# Task 1: Build a Semantic Search System

## Scenario
You have a collection of support ticket descriptions. Build a semantic search system that:
1. Encodes all documents into embeddings
2. Finds the most similar documents for a given query
3. Returns results with similarity scores

## Your Tasks:
1. **Load and encode**: Load documents and create embeddings
2. **Implement search**: Create a function to find top-k similar documents
3. **Find duplicates**: Identify near-duplicate documents
4. **Category clustering**: Group documents by semantic similarity

## Setup (provided)

In [None]:
import json
import numpy as np
from sentence_transformers import SentenceTransformer
from sklearn.metrics.pairwise import cosine_similarity

# Load documents
with open('../fixtures/input/documents.json') as f:
    documents = json.load(f)

print(f"Loaded {len(documents)} documents")
print(f"\nSample document:")
print(documents[0])

In [None]:
# Load model
model = SentenceTransformer('all-MiniLM-L6-v2')
print(f"Model loaded. Embedding dimension: {model.get_sentence_embedding_dimension()}")

---
## Task 1: Create Embeddings

Extract text from documents and create normalized embeddings.

Store:
- `texts`: list of document texts
- `embeddings`: numpy array of normalized embeddings

In [None]:
# YOUR CODE HERE
# 1. Extract texts from documents
# 2. Encode with normalization



In [None]:
# TEST - Do not modify
assert 'texts' in dir(), "Variable 'texts' not found"
assert 'embeddings' in dir(), "Variable 'embeddings' not found"
assert len(texts) == 20, f"Expected 20 texts, got {len(texts)}"
assert embeddings.shape == (20, 384), f"Expected shape (20, 384), got {embeddings.shape}"

# Check normalization
norms = np.linalg.norm(embeddings, axis=1)
assert np.allclose(norms, 1.0), "Embeddings should be normalized (norm=1)"

print("Task 1 PASSED!")

---
## Task 2: Implement Semantic Search

Create a function `search(query, top_k=3)` that:
- Takes a query string
- Returns top-k most similar documents with scores

Return format: list of dicts with 'id', 'text', 'score'

In [None]:
# YOUR CODE HERE
def search(query: str, top_k: int = 3):
    """
    Find most similar documents to query.
    
    Args:
        query: Search query string
        top_k: Number of results to return
        
    Returns:
        List of dicts: [{'id': ..., 'text': ..., 'score': ...}, ...]
    """
    pass  # Your implementation


In [None]:
# TEST - Do not modify
results = search("How to install Python on my computer?", top_k=3)

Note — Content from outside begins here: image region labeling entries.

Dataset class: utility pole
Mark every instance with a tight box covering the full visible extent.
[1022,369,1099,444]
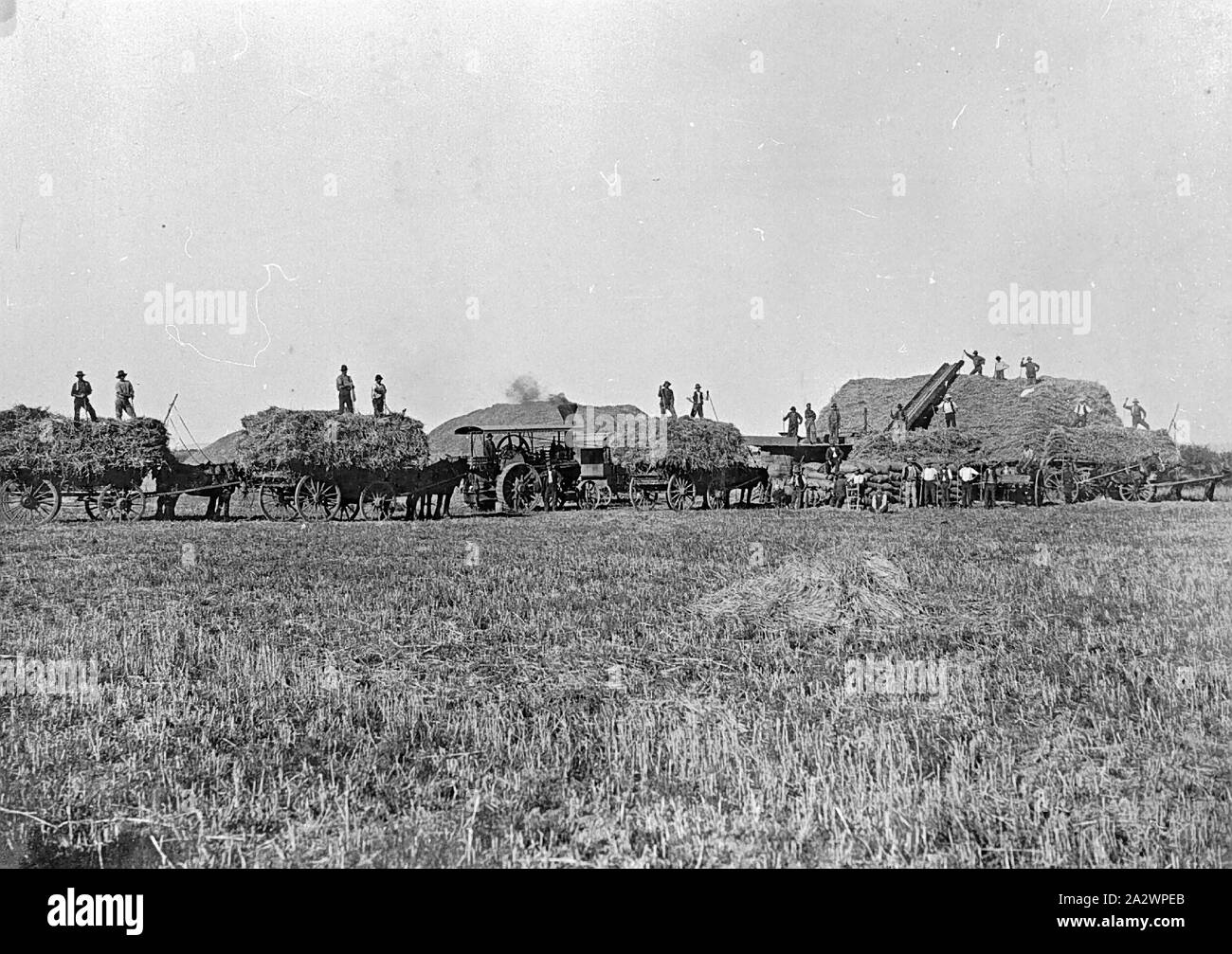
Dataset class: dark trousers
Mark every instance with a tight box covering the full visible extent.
[73,398,99,423]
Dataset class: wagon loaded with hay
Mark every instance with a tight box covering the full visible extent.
[0,404,170,526]
[238,407,428,521]
[612,417,769,511]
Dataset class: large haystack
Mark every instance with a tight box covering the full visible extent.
[837,375,1175,465]
[612,417,749,473]
[0,404,170,480]
[238,407,427,472]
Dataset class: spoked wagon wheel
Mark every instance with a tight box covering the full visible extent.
[0,480,61,526]
[1043,461,1077,503]
[256,484,296,521]
[94,485,145,521]
[360,480,398,519]
[668,474,698,510]
[628,477,660,510]
[295,477,342,521]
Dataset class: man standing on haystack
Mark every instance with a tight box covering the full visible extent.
[825,398,842,444]
[689,384,706,420]
[660,381,677,417]
[1075,394,1091,427]
[334,365,354,414]
[937,391,958,427]
[1121,398,1150,431]
[372,374,386,417]
[980,460,997,510]
[116,370,136,421]
[783,404,805,441]
[900,457,920,510]
[69,370,99,423]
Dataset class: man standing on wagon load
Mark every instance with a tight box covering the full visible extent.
[783,404,805,441]
[660,381,677,417]
[825,398,842,444]
[689,384,706,420]
[69,370,99,423]
[334,365,354,414]
[116,370,136,421]
[372,374,386,417]
[805,403,817,444]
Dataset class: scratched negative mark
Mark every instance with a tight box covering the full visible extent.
[167,262,299,369]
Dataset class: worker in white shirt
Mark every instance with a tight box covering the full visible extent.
[958,464,980,507]
[920,460,936,507]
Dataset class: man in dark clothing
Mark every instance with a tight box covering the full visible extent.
[783,404,805,441]
[116,370,136,421]
[69,370,99,423]
[825,444,842,474]
[980,460,997,510]
[660,381,677,417]
[937,391,958,427]
[830,472,846,507]
[689,384,706,419]
[825,398,842,444]
[334,365,354,414]
[899,457,920,510]
[805,404,817,444]
[372,374,386,417]
[1121,398,1150,431]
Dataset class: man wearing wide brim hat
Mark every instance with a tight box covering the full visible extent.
[334,365,354,414]
[660,381,677,417]
[116,370,136,421]
[69,370,99,423]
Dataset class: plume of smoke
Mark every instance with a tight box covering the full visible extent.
[505,374,543,404]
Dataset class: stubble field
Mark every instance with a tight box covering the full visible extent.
[0,502,1232,867]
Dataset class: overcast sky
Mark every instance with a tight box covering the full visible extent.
[0,0,1232,441]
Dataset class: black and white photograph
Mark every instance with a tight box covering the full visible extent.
[0,0,1232,910]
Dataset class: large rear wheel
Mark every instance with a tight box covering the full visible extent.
[668,474,698,511]
[0,480,61,527]
[295,477,342,521]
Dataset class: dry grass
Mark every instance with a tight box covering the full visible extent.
[0,502,1232,868]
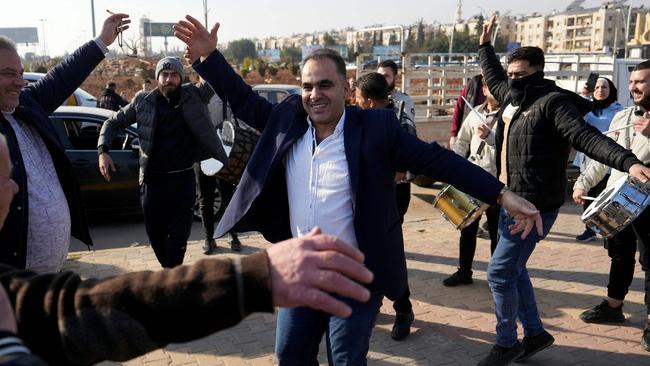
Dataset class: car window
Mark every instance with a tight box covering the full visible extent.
[53,117,132,150]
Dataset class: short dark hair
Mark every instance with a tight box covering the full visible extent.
[355,72,388,100]
[632,60,650,71]
[302,48,347,80]
[377,60,397,76]
[508,46,544,70]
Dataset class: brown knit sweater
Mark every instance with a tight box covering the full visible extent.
[0,252,273,365]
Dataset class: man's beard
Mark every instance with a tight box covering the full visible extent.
[634,90,650,112]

assert len(results) == 3, f"Expected 3 results, got {len(results)}"
assert all('id' in r and 'text' in r and 'score' in r for r in results), "Missing keys in results"
assert all(0 <= r['score'] <= 1 for r in results), "Scores should be between 0 and 1"
assert results[0]['score'] >= results[1]['score'] >= results[2]['score'], "Results should be sorted by score"

# Top result should be about Python installation
assert 'python' in results[0]['text'].lower() or 'install' in results[0]['text'].lower(), \
    "Top result should be about Python installation"

print("Task 2 PASSED!")
print("\nTop 3 results:")
for r in results:
    print(f"  Score: {r['score']:.4f} | {r['text'][:60]}...")

---
## Task 3: Find Near-Duplicates

Create a function `find_duplicates(threshold=0.85)` that finds document pairs with similarity above threshold.

Return format: list of dicts with 'doc1_id', 'doc2_id', 'similarity'

In [None]:
# YOUR CODE HERE
def find_duplicates(threshold: float = 0.85):
    """
    Find document pairs with similarity above threshold.
    
    Args:
        threshold: Minimum similarity to consider as duplicate
        
    Returns:
        List of dicts: [{'doc1_id': ..., 'doc2_id': ..., 'similarity': ...}, ...]
    """
    pass  # Your implementation


In [None]:
# TEST - Do not modify
duplicates = find_duplicates(threshold=0.85)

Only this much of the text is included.